Most people are serious about trying to do something to change the economy. I wonder if the same organization-building is happening in Italy and the rest of Europe.
The first Occupy National Gathering is being organized by Occupy Philadelphia for June 30-July 4 (July 4 is of course Independence Day in the US, and the Declaration of Independence was written in Philadelphia). You can read about the gathering at their website: http://www.occupynationalgathering.com/.
The gathering is described as “the movement’s disparate chapters collaborating on a massive scale.”
The most common criticism of the Occupy movement is that “they don’t have a clear vision of an alternative,” and that is generally true. But many participants are working hard to try to figure out their vision, or at least parts of it. And they are generally clear about the basic principles of the alternative: economy equality, economic justice, and economic democracy. If these basic principles continue to be taken seriously, it will likely lead in the direction of socialism. It will be the challenge of socialists (the challenge of a lifetime) to participate actively in these Occupy movements and try to persuade others to take this movement in a socialist direction.
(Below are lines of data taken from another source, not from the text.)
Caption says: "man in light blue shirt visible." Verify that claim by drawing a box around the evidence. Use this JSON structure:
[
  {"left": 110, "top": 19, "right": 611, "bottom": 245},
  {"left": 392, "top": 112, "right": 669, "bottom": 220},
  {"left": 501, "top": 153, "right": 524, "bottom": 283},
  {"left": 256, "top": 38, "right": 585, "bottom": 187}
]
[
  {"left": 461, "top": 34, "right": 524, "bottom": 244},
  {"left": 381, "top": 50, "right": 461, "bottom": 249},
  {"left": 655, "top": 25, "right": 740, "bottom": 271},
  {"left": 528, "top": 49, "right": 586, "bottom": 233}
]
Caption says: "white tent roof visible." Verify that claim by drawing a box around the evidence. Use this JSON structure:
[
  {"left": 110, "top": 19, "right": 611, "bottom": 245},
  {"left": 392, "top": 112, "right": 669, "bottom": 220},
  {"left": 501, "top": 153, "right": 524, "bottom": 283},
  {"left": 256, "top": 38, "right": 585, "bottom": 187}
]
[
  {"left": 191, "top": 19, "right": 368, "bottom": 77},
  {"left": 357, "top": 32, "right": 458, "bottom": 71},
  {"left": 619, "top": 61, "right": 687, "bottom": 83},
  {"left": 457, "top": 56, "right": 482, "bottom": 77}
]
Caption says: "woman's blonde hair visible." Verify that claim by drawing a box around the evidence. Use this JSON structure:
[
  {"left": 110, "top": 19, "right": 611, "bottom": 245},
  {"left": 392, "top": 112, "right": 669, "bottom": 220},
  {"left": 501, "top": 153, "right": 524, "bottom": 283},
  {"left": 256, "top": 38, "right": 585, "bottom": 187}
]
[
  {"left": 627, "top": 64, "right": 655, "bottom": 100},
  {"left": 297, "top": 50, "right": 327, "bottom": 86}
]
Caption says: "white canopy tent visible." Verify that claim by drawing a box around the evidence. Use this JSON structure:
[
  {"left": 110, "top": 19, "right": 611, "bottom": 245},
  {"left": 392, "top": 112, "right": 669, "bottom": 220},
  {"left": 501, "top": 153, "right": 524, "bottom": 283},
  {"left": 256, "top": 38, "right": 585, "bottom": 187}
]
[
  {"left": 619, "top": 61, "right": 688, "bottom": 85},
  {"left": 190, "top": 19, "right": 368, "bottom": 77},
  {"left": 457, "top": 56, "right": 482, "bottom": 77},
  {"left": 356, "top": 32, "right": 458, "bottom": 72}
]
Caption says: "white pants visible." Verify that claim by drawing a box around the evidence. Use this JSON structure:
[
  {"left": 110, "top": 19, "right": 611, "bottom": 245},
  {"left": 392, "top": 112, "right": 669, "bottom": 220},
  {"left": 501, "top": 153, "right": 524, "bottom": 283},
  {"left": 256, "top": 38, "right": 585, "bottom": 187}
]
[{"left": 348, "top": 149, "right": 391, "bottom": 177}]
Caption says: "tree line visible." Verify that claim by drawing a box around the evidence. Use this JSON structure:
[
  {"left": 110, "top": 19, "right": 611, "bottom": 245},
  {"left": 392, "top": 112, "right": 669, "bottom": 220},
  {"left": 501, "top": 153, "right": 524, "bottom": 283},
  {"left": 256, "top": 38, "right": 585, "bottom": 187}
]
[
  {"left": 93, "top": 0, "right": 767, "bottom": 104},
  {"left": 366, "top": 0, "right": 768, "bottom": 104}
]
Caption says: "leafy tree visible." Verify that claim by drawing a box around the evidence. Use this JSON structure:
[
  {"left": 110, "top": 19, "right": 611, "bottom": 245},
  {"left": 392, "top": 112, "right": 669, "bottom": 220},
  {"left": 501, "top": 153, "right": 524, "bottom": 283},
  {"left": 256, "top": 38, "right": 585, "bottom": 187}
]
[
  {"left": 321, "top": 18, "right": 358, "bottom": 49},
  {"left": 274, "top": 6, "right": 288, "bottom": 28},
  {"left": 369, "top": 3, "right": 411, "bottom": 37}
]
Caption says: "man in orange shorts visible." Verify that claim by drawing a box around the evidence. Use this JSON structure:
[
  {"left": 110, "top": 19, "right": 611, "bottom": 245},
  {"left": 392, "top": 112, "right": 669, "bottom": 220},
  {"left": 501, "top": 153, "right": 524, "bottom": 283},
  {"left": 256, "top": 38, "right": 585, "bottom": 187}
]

An important shortcoming of the Occupy movement is that relations with unions and other employed workers are generally weak, with some notable exceptions (especially in New York and Oakland). The most widespread strike support activity has been the leafleting of the retail stores of the telecommunications giant Verizon in many cities (the company is very profitable, but it is demanding a wide variety of “take-backs” from workers, including especially heath care benefits; the union called off a short-lived strike last August, and negotiations have dragged on since). Much more along these lines needs to be done to build mutual support and connections. If Occupy activists are looking for something to do today, the best thing would be to support workers on strike, wherever that might be.